Resignation. The Employee agrees to resign as (i) the
Company's Interim CEO and COO and from any other positions that he
holds with the Company and (ii) a director and from any other
positions that he holds with any of the Company’s
subsidiaries, if any, effective as of the end of the business day
on December 31, 2006 (the "Resignation Date"). The Employee
acknowledges and agrees that from the date hereof until the
Resignation Date, the Employee will have the authority to represent
or bind the Company or its subsidiaries as an officer or employee,
but only with the requisite approval from the Board of Directors of
the Company. In addition, the Employee acknowledges and agrees that
after the Resignation Date, he will not have the authority to
represent or bind the Company or its subsidiaries as an officer or
employee.
2.
Termination of Employment
and Options.
2.1 Employee acknowledges and agrees that this
Agreement shall serve to terminate his employment and that this
Agreement sets forth all the compensation that is payable to him,
effective as of the Resignation Date. The Employee will continue to
receive regular salary pursuant to the Company's normal payroll
practices through the Resignation Date.
2.2 The Company agrees, and the Employee
acknowledges, that any and all unvested options (“Unvested
Options”) that have been granted to him by the Company during
the term of his employment with the Company will immediately vest
on the Resignation Date.
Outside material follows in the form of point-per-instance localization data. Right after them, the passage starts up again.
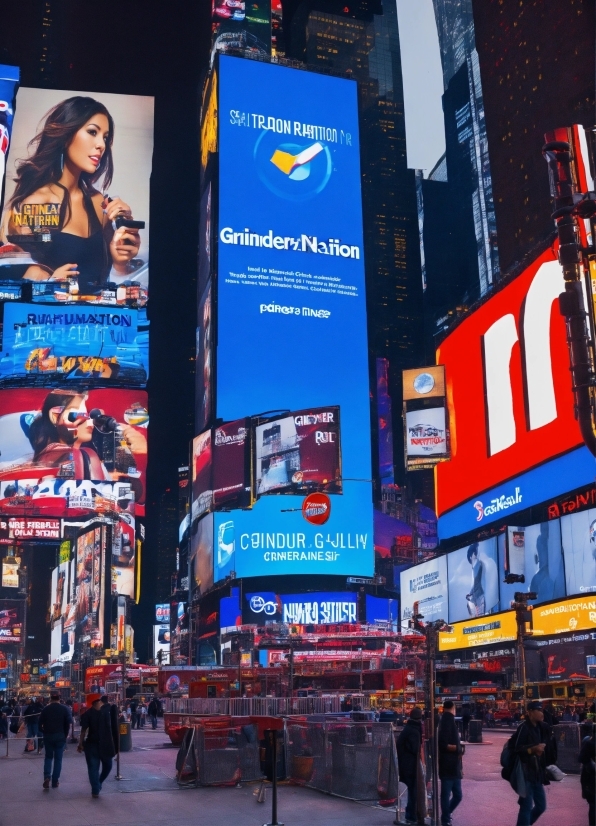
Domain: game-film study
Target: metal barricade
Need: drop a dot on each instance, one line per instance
(219, 756)
(357, 761)
(568, 745)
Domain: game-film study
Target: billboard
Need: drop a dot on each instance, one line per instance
(473, 633)
(427, 585)
(576, 614)
(515, 440)
(53, 439)
(473, 574)
(11, 621)
(40, 348)
(578, 534)
(291, 308)
(231, 465)
(88, 250)
(202, 482)
(299, 453)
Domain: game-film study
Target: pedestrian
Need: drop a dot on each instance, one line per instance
(31, 715)
(408, 756)
(537, 749)
(153, 710)
(450, 763)
(465, 721)
(98, 740)
(587, 756)
(54, 724)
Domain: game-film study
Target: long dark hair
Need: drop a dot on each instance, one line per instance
(45, 164)
(42, 431)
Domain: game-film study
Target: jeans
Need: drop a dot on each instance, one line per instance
(535, 795)
(54, 746)
(412, 804)
(450, 798)
(93, 763)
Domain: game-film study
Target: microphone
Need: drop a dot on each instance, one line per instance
(102, 422)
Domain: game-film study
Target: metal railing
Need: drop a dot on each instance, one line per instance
(254, 706)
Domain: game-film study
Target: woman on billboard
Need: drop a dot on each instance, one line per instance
(72, 231)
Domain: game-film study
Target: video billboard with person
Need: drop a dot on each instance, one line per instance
(473, 575)
(49, 436)
(77, 185)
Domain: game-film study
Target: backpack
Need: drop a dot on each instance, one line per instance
(508, 756)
The Employee agrees that he will have
until March 31, 2007 (“Expiration Date”), to exercise
any vested options (“Vested Options”), and any Unvested
Options that immediately vest on the Resignation Date, that have
been granted to him by the Company during the term of his
employment with the Company. The Employee acknowledges and agrees
that the only Unvested Options that he owns as of the date of this
Agreement are as follows: (i) options to purchase 53,333 shares of
the Company’s common stock at an exercise price of $0.60 per
share, (ii) options to purchase 120,000 shares at an exercise price
of $0.33 per share. The Employee acknowledges and agrees that the
only Vested Options that he owns as of the date of this Agreement
are as follows: (i) options to purchase 52,800 shares of the
Company’s common stock at an exercise price of $1.97 per
share, (ii) options to purchase 26,667 shares at an exercise price
of $0.60 per share. The Employee agrees that any of the Vested
Options, and any Unvested Options that immediately vest on the
Resignation Date, which the Employee has not exercised by the
Expiration Date will be deemed to be cancelled, null and void at
the end of the business day on the Expiration Date.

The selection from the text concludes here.